I've been able to detect pupil and the eye corners accurately so far. You can see a few snaps i uploaded in my answer to my own question here:
Performing stable eye corner detection
Here's what i've done so far. I calibrated the gaze of the user by looking at TLCP, TRCP and BLCP where
CP = calibration point; a screen point used for calibration
B = bottom
T = top
L= left
R = right
gaze_width = TRCP.x - TLCP.x
gaze_height = BLCP.y- TLCP.y
And the corresponding gaze points i get by looking at those CPs are called GPs
calculation of a gaze point GP:
I subtract the TLGP's ordinates' values from the current pupil center's location, because the gaze point has to fall in the hypothetical rectangle whose i hope you understand it, its really very simple.

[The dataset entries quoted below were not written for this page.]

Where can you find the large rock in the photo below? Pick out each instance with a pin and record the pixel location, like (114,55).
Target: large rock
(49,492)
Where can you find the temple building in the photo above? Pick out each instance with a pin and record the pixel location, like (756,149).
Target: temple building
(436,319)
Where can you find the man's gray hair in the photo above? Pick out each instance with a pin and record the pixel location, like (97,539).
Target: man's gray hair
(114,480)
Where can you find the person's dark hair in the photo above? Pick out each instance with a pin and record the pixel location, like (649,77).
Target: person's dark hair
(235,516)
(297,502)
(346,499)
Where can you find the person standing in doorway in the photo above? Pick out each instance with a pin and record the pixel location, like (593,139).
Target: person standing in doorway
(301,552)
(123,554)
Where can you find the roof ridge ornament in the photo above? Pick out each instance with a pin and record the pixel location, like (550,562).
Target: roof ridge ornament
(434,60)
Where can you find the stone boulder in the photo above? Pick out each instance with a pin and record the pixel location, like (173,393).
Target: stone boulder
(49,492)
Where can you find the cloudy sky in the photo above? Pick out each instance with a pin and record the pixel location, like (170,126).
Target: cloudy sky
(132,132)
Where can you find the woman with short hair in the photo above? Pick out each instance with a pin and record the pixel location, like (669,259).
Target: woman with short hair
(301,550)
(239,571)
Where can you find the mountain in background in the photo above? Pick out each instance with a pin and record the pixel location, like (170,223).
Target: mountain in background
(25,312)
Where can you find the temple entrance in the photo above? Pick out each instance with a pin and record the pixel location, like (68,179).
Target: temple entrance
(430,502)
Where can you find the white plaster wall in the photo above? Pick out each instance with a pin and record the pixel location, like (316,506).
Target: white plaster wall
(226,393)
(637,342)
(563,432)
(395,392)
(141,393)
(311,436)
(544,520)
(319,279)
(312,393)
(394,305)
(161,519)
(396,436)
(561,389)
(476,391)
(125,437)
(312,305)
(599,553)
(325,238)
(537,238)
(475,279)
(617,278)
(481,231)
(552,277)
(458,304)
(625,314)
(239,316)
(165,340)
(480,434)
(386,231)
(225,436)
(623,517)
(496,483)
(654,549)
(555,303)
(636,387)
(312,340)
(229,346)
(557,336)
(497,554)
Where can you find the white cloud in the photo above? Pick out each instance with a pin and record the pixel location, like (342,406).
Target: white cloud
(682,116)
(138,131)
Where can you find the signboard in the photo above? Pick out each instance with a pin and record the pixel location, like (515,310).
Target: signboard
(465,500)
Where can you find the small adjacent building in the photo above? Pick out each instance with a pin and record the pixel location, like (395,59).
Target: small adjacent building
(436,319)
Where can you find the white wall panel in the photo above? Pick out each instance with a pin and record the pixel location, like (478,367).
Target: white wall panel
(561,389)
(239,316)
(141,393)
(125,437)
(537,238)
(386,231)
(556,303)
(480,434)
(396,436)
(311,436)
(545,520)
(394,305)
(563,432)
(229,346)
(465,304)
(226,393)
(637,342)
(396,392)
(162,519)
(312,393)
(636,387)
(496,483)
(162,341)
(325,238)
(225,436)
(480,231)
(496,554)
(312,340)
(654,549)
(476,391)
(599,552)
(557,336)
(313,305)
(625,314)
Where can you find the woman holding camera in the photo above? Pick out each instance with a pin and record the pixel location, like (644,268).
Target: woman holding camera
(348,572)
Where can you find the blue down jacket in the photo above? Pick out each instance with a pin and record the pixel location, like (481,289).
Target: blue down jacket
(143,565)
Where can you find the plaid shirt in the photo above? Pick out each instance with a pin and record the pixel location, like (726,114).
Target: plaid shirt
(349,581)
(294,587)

I've linearly mapped the gaze points calculated from pupil center's location to screen points using a basic scaling system where the scales are calculated as follows:
scaleX = screen_width/gaze_width
scaleY = screen_height/gaze_height
And for any gaze point P(x,y) i calculate the corresponding screen point Q(m,n) as:
m = scaleX*x
n = scaleY*y
But the problem is, after even almost perfect pupil detection (almost because in poor lighting it gives false positives. But i intend to put that under limitations because i can't work on it, i don't have enough time), i'm still getting poor gaze width and gaze height.
Here's a test run log:
DO_CAL= True
Gaze Parameters:
TLGP = (38, 26) | TRGP = (20, 22) | BLGP = (39, 33)
screen height = 768 screen width = 1366
gaze height = 7 gaze width = 18
scales: X = 75.8888888889 | Y = 109.714285714
Thing on = True
Gaze point = (5, 3)
Screen point: (987, 329)
Gaze point = (5, 3)
Screen point: (987, 329)
Gaze point = (7, 5)
Screen point: (835, 549)
Thing on = False
TLGP = (37, 24) | TRGP = (22, 22) | BLGP = (35, 29)
screen height = 768 screen width = 1366
gaze height = 5 gaze width = 15
scales: X = 91.0666666667 | Y = 153.6
Thing on = True
Gaze point = (12, 3)
Screen point: (1093, 461)
Gaze point = (12, 3)
Screen point: (1093, 461)
ESC pressed
Just look at the gaze points and their corresponding gaze-detected screen points (under them). The vast differences in x,y ordinates' values is bugging me nuts. Monday is the final presentation.
After this approach, i theorized another one where in:
Calibration is done as in the first method. I would detect the motion of the gaze, and its direction. Say, given any two points of pupil center’s location, P and Q, where P is the first gaze point, Q is the second, then we calculate the direction and length of the line PQ.
Let’s assume that the length of this line segment is L. We then scale L to screen proportions, say L is D in screen scale, and given the direction of gaze movement, we move the cursor on the screen from its last point of rest, say R, D distance, to a new point S which will be calculated as the end point of the line segment whose length is D, and starting point S. The figurative representation is given in the figure. Thus basically, i don't map any gaze data to screen point, i basically track the gaze, and convert it into a "push" to be applied to the cursor on the screen. But i haven't implemented it yet. Because it actually doesn't map the gaze to screen co-ordinates, and thus might be erroneous. Motivations for this theory were derived from the eViacam project on sourceforge - they basically track your face, and move the mouse accordingly. In calibration they just calculate how much your face moves along the axes.
Bottom line: So if any of you have any ideas of how to detect a user's gaze from a perfectly processed eye image - one with a detected pupil center and eye corners, please do tell! I've got just about a day, and i know its late, but i just need any magical idea that can help me.